Likely one of the most frustrating clinical problems for both the patient and physician is an unrelenting, undiagnosed cough. There are 4 main reasons why the management is so difficult:
A reasonable approach is empirical (and aggressive) treatment of the most likely pathology while observing the patient’s response. If the patient does not respond completely, treat the next most likely pathology, and so on. Accompanying signs and symptoms of these disorders may not be obvious or even present – this is a common theme in chronic cough patients. Below are descriptions of these pathologies and their treatments.
Allergic rhinitis and or chronic sinusitis commonly cause cough via post-nasal drip or the naso-bronchil reflex. Uncomplicated Allergic rhinitis should respond well to the combination of antihistamines and nasal steroids. If chronic sinusitis is a consideration, then a minimum three-week course of a broad-spectrum antibiotic (e.g., Augmentin™ or Biaxin™) with good anaerobic coverage should be used along with nasal steroids and decongestants. A short burst of prednisone (40mg qD x 5d) may also be used when antibiotics are initiated. An option is to obtain a screening sinus CT to make the diagnosis – plain sinus films are not very sensitive and may be an obsolete procedure.

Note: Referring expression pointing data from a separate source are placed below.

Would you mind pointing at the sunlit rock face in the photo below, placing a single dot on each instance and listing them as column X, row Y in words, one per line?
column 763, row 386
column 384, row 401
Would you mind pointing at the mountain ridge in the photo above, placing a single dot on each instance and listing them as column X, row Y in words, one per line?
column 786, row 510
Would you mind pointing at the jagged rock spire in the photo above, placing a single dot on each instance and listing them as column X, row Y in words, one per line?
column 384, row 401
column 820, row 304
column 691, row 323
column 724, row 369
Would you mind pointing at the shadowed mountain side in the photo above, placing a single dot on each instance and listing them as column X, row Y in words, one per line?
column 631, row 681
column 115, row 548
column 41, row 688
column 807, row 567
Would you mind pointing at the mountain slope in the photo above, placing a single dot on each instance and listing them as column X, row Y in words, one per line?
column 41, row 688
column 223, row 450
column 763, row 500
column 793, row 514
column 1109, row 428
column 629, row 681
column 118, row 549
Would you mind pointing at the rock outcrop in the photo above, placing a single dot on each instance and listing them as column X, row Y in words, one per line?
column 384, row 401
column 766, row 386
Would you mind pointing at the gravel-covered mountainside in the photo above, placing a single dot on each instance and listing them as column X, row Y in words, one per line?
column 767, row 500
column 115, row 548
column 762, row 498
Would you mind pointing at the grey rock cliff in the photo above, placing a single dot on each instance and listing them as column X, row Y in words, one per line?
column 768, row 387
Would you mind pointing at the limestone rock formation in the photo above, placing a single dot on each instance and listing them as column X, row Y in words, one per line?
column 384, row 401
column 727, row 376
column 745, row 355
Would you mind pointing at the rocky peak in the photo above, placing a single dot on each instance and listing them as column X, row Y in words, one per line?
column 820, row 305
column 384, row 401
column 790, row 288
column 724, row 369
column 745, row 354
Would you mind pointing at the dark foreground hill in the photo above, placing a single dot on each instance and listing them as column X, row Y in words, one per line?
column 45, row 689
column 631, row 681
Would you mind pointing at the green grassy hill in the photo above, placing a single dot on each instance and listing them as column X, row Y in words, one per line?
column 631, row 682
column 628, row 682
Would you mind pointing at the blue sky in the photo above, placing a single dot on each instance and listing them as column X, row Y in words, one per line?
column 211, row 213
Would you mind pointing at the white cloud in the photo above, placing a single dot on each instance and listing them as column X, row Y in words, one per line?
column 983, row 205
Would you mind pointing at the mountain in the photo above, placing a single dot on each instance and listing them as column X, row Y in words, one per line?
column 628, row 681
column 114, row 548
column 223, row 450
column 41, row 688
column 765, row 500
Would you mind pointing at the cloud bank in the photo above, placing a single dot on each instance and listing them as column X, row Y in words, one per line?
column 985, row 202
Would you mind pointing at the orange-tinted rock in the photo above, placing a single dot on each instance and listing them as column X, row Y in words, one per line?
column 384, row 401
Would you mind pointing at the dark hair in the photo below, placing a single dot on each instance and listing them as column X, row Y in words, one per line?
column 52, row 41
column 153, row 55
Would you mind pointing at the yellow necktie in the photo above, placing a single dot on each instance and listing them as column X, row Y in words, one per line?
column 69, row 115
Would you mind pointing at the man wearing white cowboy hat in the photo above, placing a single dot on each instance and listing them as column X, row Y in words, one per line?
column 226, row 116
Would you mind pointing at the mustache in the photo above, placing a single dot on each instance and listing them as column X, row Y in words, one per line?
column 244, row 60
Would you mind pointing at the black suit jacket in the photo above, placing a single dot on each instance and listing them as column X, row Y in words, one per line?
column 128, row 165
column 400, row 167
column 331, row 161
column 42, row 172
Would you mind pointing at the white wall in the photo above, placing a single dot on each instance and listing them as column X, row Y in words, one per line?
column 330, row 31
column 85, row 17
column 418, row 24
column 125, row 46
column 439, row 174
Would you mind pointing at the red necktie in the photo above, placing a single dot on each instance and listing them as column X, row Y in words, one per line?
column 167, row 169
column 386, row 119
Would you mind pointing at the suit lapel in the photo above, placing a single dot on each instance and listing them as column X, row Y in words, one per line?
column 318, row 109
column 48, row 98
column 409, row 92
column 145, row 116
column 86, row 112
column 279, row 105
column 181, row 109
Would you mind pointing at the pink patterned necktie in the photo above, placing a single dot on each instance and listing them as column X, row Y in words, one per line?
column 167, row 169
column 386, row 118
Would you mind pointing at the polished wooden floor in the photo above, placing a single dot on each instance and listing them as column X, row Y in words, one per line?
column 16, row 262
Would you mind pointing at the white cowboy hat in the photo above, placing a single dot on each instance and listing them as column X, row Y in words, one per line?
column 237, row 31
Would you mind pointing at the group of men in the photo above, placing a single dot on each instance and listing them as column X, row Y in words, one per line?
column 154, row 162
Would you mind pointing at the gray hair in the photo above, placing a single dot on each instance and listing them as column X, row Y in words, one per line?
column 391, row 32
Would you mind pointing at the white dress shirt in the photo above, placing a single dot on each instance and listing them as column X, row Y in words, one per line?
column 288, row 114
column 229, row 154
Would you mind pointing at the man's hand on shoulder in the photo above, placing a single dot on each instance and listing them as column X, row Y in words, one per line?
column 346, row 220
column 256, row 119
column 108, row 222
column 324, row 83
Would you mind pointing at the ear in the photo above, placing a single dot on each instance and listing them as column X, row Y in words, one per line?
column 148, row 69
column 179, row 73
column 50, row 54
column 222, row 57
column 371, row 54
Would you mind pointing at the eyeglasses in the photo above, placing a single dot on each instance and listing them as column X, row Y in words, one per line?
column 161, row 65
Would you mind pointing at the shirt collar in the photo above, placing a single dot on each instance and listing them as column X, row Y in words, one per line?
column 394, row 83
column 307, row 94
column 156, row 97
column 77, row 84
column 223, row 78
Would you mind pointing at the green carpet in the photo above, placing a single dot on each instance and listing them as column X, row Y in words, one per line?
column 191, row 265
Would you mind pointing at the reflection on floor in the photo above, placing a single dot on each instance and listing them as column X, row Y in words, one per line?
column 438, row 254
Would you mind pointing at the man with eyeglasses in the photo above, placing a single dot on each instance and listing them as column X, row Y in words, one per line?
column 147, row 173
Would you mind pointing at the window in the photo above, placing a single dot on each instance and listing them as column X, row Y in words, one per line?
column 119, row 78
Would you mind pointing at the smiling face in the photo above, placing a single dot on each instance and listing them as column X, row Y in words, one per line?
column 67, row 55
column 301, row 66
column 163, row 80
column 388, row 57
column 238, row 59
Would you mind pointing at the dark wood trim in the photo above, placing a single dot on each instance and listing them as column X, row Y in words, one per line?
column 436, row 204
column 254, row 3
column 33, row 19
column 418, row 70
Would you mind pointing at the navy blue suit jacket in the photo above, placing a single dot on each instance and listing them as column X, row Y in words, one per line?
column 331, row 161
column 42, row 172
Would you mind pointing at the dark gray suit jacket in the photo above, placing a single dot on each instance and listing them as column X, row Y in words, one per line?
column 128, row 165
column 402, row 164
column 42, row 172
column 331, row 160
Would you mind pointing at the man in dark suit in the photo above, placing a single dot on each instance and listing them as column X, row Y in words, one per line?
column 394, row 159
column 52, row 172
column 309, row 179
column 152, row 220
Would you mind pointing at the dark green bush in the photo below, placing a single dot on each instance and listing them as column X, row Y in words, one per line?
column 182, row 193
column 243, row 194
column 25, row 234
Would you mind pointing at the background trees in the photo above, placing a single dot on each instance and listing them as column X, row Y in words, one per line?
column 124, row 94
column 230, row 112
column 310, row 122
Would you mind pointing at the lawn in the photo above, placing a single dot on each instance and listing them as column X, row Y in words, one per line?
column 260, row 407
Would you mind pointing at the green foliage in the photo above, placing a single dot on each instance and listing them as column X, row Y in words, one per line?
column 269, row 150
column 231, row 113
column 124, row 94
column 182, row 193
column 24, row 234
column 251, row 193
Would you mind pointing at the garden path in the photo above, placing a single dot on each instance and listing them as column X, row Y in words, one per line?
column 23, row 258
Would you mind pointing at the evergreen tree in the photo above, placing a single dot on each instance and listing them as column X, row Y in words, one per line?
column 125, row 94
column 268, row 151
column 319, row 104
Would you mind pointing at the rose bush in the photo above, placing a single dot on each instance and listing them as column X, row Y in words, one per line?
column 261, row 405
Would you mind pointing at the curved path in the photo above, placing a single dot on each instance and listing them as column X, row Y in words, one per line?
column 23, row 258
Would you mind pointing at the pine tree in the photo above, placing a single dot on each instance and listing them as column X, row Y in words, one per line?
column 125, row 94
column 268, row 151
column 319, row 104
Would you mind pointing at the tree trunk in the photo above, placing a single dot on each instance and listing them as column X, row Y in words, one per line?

Chronic cough may be the only manifestation of gastroesophageal reflux (GERD). When treating empirically, it is necessary to use an ample dose of a proton-pump inhibitor (e.g. Prevacid™ 30mg qD or BID) for a minimum of 6 weeks. H2-blockers and/or antacids are frequently ineffective in treating the respiratory symptoms of GERD, and thus are not appropriate for an empiric trial. If the patient responds, the dose should be titrated down if possible. Another approach is to do a 24-hour gastric pH probe looking for drops in pH in coinciding with episodes of cough. This is an uncomfortable and expensive procedure.
Cough-variant asthma manifests as a cough without the typical wheezing, shortness of breath, etc. This is sometimes a diagnosis of exclusion, because lung function testing does not always show abnormalities. It is worth performing spirometry, a quick and inexpensive test, because finding significant obstruction helps seal this particular diagnosis. Empiric therapy may include a trial of prednisone (e.g. 40mg qD x 7 – 10 days, then taper) or a trial with a very potent inhled steroid (Flovent™ 220 2 puffs BID x 2-3 weeks). If they patient responds they should be maintained on the lowest effective inhaled steroid dose, perhaps with the addition of a long acting bronchodilator (e.g., Serevent™) or Leukotriene modifier (e.g., Singulair™).
A Post-viral cough can sometimes last for months after infection resulting in prolonged bronchial hyperreactivity. This type of cough, which can be thought of as “temporary asthma,” can usually be managed with inhaled steroids and/or Atrovent.™
Of course this empiric approach assumes that there is little suspicion of chronic lung disease (TB, bronchiectasis, interstitial disease, smoking), endobronchial lesions, CHF, or a cough related to ACE inhibitor therapy. These entities should be assessed by history, PE and radiological studies – at least a CXR should be done at some point in all these patients. Lastly, a different approach might be used in patients who do not tolerate medications well (e.g., an elderly patient or one with multiple drug allergies). In these patients it might be advisable to use diagnostic tests first before beginning empiric therapy.